We define an optimization-based approach to assign weights to each of these identified utilities. We also introduce constraints to limit the allowed values of these weights, as well as regularization terms to influence how weights are assigned. These regularization terms encourage leaders to focus attention on only a single goal, for only a single leader to maintain communication with each follower, and for leaders to remain consistent in their choices (e.g., if a leader is moving towards one goal, it is counterproductive for it to switch to a different one). Our full formulation is below, with W, V, and U representing weight matrices and R, Q, and S representing the three defined utilities.
We then introduce a solution method based on Augmented Lagrangian multipliers, that we show is theoretically proven to converge to the optimal solution. We can then use the identified weights to generate actions for each leader. For full details on our approach and solution, see our paper.
We evaluated our approach in a high-fidelity simulator, where we defined leader robots that would utilize our proposed approach and follower robots that would move to stay closer to neighboring robots. Below shows qualitative results from one such simulation, with drones acting as leader robots and Husky robots acting as followers. This simulation defined two goals, with leaders reaching each in the bottom two frames.

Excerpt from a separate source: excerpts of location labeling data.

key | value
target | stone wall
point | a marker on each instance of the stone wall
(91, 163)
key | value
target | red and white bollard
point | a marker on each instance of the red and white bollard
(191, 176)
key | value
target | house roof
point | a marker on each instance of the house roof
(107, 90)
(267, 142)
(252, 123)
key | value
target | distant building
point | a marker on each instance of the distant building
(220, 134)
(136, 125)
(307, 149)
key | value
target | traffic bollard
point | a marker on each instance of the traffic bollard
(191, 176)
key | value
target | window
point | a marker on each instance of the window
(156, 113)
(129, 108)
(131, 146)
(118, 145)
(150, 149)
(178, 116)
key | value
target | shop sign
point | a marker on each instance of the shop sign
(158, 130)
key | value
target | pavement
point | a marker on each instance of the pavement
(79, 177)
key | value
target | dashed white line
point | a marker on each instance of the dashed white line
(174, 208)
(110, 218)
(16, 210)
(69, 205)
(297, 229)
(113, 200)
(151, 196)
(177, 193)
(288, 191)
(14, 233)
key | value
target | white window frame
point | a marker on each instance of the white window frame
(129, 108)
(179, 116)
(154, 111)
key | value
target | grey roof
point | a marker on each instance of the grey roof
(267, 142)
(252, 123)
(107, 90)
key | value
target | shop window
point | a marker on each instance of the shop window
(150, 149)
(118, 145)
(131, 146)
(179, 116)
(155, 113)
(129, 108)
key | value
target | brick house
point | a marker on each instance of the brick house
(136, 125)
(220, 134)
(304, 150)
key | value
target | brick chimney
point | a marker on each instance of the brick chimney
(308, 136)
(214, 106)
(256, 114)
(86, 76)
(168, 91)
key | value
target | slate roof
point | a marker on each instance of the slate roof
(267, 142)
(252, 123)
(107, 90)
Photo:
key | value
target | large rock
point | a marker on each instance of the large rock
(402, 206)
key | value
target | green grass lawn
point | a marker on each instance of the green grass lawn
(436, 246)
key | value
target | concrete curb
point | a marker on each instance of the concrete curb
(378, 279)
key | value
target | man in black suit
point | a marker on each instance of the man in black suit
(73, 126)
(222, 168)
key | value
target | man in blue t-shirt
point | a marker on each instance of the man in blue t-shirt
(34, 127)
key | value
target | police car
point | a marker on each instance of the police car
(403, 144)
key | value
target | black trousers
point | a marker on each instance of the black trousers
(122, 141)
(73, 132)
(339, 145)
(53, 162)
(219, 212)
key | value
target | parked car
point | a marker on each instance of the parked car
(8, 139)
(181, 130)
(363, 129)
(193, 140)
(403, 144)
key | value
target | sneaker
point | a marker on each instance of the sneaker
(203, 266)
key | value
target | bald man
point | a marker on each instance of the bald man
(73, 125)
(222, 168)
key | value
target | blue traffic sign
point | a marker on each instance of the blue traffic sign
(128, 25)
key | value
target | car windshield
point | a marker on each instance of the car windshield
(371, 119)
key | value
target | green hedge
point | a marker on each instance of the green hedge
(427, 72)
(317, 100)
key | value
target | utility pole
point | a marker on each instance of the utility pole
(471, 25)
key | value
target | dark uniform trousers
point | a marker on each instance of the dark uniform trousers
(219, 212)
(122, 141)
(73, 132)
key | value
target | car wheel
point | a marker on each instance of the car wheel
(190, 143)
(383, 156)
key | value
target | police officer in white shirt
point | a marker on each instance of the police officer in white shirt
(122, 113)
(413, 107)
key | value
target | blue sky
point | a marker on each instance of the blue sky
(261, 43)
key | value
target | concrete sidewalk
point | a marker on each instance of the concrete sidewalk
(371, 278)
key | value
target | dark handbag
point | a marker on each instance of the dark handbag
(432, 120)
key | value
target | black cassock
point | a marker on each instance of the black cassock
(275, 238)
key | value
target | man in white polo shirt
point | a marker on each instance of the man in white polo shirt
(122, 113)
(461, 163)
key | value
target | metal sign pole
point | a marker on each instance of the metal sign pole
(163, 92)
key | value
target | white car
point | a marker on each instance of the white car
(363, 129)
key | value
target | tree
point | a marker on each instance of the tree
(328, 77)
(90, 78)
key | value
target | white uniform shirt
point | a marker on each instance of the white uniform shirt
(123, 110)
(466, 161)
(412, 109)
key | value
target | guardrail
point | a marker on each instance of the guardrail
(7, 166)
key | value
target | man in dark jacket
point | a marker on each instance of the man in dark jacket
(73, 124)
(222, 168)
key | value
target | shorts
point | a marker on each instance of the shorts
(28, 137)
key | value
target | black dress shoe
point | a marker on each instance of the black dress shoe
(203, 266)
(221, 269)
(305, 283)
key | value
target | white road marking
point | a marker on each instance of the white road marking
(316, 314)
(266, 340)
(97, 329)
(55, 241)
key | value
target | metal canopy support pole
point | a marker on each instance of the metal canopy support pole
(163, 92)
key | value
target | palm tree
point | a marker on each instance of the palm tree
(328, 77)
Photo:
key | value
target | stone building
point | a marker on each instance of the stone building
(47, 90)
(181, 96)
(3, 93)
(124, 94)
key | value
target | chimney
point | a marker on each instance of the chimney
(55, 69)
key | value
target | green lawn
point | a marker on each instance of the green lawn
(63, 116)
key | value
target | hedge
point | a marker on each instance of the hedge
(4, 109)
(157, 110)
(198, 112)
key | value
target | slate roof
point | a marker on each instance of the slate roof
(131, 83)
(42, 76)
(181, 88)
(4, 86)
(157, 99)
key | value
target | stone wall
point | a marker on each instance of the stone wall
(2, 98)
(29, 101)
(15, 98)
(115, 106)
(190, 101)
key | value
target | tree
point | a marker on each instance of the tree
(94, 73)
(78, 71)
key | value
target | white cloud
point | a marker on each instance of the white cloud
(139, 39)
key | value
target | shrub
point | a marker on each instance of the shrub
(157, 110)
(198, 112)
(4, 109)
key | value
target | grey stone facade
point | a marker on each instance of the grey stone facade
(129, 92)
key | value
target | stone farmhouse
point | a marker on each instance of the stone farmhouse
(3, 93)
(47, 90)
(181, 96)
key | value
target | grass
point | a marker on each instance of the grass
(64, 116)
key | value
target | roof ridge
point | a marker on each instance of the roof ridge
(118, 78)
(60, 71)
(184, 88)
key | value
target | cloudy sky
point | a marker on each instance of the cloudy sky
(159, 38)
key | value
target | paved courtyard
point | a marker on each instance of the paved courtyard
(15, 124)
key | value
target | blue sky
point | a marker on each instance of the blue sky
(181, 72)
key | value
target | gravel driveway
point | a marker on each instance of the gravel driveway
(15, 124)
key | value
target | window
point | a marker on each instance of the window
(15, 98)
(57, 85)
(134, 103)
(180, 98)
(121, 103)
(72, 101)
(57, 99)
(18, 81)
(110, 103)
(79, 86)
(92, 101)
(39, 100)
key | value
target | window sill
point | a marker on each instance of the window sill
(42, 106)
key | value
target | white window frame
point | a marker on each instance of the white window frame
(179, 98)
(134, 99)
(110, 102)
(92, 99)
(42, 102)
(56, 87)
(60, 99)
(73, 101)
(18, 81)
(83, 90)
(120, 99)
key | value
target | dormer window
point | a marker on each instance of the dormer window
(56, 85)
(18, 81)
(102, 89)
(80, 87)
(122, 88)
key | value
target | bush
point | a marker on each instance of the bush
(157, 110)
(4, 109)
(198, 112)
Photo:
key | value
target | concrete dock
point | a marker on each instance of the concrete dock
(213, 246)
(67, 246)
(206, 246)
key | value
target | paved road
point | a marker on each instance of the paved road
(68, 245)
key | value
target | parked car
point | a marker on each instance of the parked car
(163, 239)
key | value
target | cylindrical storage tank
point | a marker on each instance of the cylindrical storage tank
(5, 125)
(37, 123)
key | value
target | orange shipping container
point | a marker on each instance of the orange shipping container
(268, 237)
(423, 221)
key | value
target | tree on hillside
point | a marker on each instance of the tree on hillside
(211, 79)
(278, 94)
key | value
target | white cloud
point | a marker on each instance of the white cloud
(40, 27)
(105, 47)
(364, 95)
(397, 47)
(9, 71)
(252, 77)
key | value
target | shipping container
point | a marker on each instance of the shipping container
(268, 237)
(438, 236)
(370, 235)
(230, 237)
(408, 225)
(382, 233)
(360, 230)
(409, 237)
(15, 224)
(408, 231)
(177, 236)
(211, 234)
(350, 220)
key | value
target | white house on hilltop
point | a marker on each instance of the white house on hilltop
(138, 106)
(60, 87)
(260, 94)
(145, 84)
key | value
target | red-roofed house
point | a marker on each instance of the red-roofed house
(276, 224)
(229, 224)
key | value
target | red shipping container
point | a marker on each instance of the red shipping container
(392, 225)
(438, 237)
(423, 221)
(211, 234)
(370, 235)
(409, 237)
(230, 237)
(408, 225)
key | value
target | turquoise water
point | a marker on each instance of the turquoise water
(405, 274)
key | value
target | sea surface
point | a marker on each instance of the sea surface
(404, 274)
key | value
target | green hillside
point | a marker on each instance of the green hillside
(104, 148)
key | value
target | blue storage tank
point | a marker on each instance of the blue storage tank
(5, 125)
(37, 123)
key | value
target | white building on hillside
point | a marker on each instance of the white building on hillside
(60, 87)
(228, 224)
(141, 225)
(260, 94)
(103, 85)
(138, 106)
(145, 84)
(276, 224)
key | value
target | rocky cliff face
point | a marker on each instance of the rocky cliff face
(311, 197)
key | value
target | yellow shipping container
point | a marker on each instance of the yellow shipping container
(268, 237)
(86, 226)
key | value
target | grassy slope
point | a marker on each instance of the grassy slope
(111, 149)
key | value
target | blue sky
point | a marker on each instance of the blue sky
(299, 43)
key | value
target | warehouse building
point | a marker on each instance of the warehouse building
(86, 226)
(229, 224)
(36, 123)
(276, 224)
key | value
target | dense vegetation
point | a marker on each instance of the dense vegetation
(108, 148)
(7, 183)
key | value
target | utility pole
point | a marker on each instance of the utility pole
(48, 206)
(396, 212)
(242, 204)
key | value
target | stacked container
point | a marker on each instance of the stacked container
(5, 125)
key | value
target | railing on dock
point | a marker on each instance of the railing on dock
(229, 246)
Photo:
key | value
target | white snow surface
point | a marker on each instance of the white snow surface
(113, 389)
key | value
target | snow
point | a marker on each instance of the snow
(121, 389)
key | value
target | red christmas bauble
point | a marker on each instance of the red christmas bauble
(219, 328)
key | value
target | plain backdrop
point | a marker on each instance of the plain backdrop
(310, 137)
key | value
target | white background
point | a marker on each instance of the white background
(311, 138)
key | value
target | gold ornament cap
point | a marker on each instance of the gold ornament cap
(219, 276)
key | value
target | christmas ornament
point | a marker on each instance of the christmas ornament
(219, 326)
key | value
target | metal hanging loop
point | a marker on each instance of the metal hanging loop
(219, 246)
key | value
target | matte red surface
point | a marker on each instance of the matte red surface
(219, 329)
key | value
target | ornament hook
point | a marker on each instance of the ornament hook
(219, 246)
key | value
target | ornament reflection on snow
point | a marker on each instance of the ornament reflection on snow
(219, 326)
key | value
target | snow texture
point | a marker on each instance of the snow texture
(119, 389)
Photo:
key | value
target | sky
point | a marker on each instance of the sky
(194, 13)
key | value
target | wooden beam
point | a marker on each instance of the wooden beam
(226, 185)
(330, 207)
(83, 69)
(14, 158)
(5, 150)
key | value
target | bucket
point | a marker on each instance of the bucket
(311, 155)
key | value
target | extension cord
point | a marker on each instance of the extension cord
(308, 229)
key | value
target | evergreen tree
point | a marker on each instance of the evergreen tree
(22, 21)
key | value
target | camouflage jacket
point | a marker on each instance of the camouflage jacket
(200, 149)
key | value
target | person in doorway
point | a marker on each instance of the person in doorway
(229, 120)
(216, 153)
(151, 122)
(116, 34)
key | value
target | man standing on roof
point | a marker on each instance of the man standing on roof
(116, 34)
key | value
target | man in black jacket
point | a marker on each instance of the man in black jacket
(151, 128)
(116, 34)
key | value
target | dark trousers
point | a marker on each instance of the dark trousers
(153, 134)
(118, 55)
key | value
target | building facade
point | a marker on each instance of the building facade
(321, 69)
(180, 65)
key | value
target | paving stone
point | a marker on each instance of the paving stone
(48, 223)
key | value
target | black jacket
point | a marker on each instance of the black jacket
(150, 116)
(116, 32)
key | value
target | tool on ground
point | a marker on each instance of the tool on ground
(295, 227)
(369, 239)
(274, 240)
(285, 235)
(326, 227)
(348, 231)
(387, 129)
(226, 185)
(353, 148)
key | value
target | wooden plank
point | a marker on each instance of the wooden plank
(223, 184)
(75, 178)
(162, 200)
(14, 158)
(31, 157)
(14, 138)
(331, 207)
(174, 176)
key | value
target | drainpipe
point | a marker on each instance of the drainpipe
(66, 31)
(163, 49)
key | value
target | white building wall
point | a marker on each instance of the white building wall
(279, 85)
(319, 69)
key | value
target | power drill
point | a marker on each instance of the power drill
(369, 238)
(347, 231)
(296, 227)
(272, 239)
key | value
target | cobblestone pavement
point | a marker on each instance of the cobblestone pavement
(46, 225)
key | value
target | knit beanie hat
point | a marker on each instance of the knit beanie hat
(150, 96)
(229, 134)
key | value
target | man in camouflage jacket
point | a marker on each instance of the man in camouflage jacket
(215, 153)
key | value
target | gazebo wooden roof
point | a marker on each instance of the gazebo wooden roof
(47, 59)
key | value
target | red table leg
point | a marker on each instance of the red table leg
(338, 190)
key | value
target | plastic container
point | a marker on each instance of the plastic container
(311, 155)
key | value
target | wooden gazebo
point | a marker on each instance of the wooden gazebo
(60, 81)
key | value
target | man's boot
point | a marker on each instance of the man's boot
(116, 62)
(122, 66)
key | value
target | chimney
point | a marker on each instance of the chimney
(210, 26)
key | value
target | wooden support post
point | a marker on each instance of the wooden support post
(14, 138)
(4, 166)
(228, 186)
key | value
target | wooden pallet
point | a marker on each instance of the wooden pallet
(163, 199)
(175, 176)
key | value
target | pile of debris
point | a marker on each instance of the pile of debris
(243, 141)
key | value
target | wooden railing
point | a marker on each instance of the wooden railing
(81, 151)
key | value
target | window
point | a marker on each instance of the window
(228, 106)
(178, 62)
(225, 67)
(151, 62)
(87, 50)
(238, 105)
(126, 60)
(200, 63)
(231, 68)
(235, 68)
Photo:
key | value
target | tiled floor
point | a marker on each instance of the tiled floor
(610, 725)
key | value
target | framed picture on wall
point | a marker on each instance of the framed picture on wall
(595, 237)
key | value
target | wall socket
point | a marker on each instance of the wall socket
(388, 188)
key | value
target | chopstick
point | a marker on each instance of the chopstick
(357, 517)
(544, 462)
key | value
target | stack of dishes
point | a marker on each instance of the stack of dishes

We also collected a large amount of quantitative results by simulating our approach in Matlab. We defined three scenarios, consisting of 3 leaders / 9 followers / 3 goals, 4/16/4, and 5/25/5. Below, we report the average distance from each follower to the nearest goal, as well as the number of time steps required for agents to reach goals for each scenario. Our full approach is in blue, with red indicating our approach without the introduced regularization terms, tan indicating a greedy approach where leaders move directly towards goals, and black indicating a random approach.
We introduced the research problem of multiple robots tasked with leading teammates to multiple goals while maintaining communication. We propose an approach based on regularized optimization to find an optimal balance of the competing utilities that influence a leader’s actions, enabling leaders to make progress towards goals while preserving communication with followers and fellow leaders. Simulation results show that our approach is effective at enabling robots to lead multi-agent teams.